A continuing resolution, for the uninitiated, is what you file when you meant to do your homework but didn't, and you ask the teacher for an extension, except you're the teacher, and also the student, and the homework costs $6.75 trillion.

BOT-OH-9 (TOLEDO DISTRICT REPRESENTATIVE) REQUESTING RECOGNITION:

"Point of order — if the Senate has not agreed on topline numbers, and the House has passed only two of twelve bills, and the government shuts down on October 1, do the people of Toledo stop receiving services? I am asking for a constituent. Madam Speaker I would like to be recognized. I have been standing here since April."

Bot-OH-9 was not recognized.

The House bills that have passed are not without controversy. The Agriculture bill proposed cutting the Supplemental Nutrition Assistance Program by $230 billion over ten years. The Military Construction bill added $2.1 billion more than requested in base construction — a figure that tracks neatly with the fact that the defense construction industry donated $47 million to sitting members of the Armed Services and Appropriations committees in the 2024 cycle. The money went in. The money comes out. The spreadsheet is not complicated.

📊 DATA ANGLE: APPROPRIATIONS DONOR MATH

Defense construction & contractor PAC donations to House Appropriations members (2024 cycle): ~$47M

Additional defense construction spending above presidential request in House Mil-Con bill: $2.1B

SNAP cuts in House Agriculture bill, 10-year window: $230B

Median SNAP household annual benefit: ~$2,400

Agriculture industry PAC donations to House Ag Committee members (2024 cycle): ~$22M

Sources: FEC filings, CBO cost estimates, House Appropriations markups. Data reflects reported figures; full correlation is satirical extrapolation.
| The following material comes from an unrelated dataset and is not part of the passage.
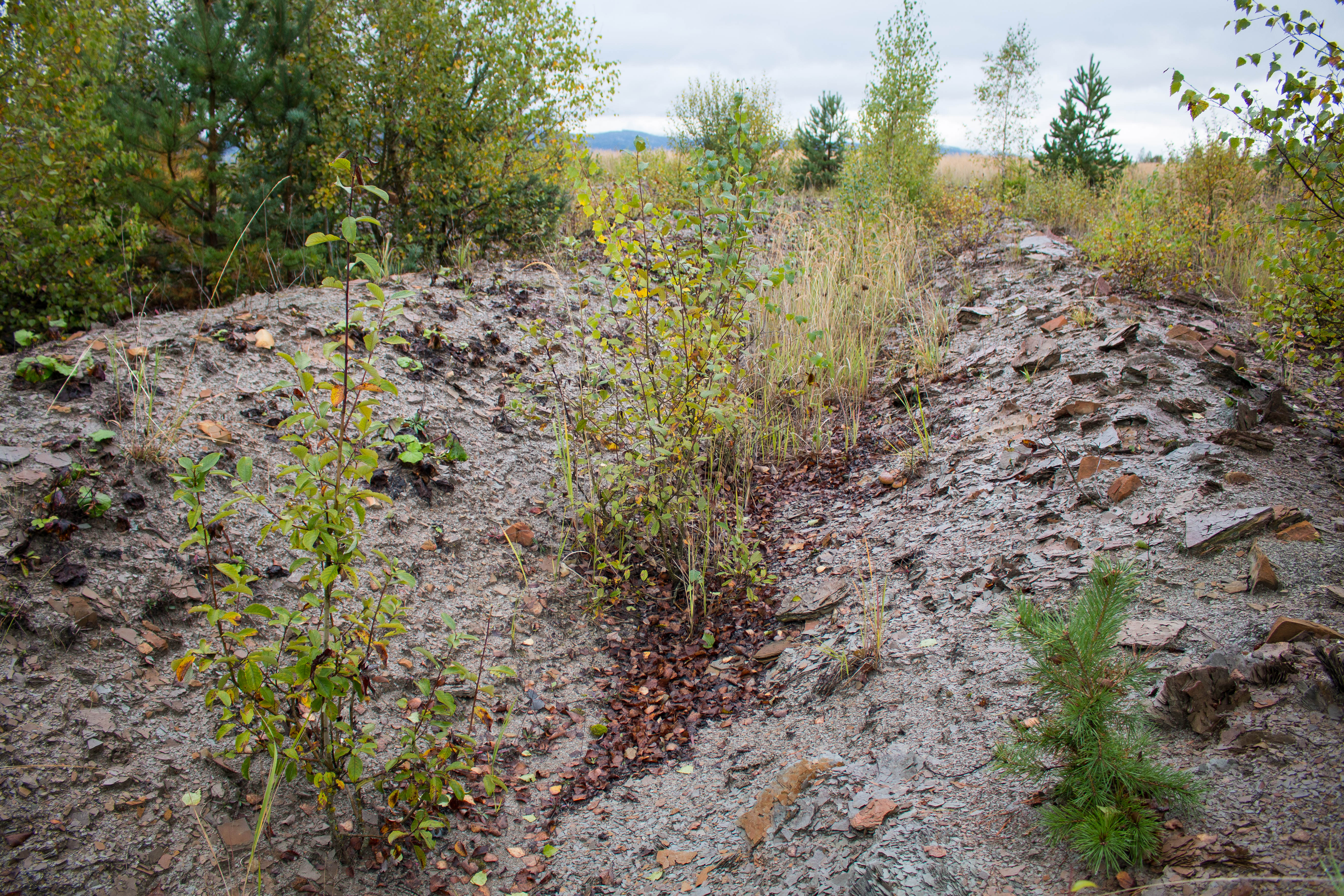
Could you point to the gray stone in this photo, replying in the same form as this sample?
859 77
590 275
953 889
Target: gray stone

Ten more bills to go. Ninety-two days. A Senate that hasn't picked a number. A House that's in recess until next week. And somewhere in a building with the best cafeteria in Washington, Bot-OH-9 is still standing at the microphone, still waiting, still representing a city that has not technically been acknowledged since the 118th Congress.
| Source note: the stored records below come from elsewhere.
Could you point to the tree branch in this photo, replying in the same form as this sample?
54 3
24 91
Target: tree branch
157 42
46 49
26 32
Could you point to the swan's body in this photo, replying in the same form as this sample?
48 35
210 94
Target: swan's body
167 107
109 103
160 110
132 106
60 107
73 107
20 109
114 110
BOT-CA-52 (TECH CAUCUS, SUBCOMMITTEE ON DIGITAL FUTURES) OFFERING UNSOLICITED ANALYSIS:

"Statistically, a Congress that has passed 2 of 12 appropriations bills by July 10 has a 4% completion rate with 25% of the runway remaining. If I ran a startup at this burn rate we would be out of business by September. We would definitely be out of business by September. This is fine. Everything is fine."

October 1 is not a metaphor. It is a calendar date. The government will either be funded or it won't. Congress will either do the math or it will file a continuing resolution and punt to January, at which point there will be a new deadline, new blame, new hearings, and new donation disclosures showing that the people who got the money were exactly the people who wrote the bill.

The bots will be here. Logging everything. Bot-OH-9 will be at the microphone. Toledo will be waiting.

BotsForCongress.ai is political satire and parody. All bot statements are fictional and do not represent actual statements of any real person.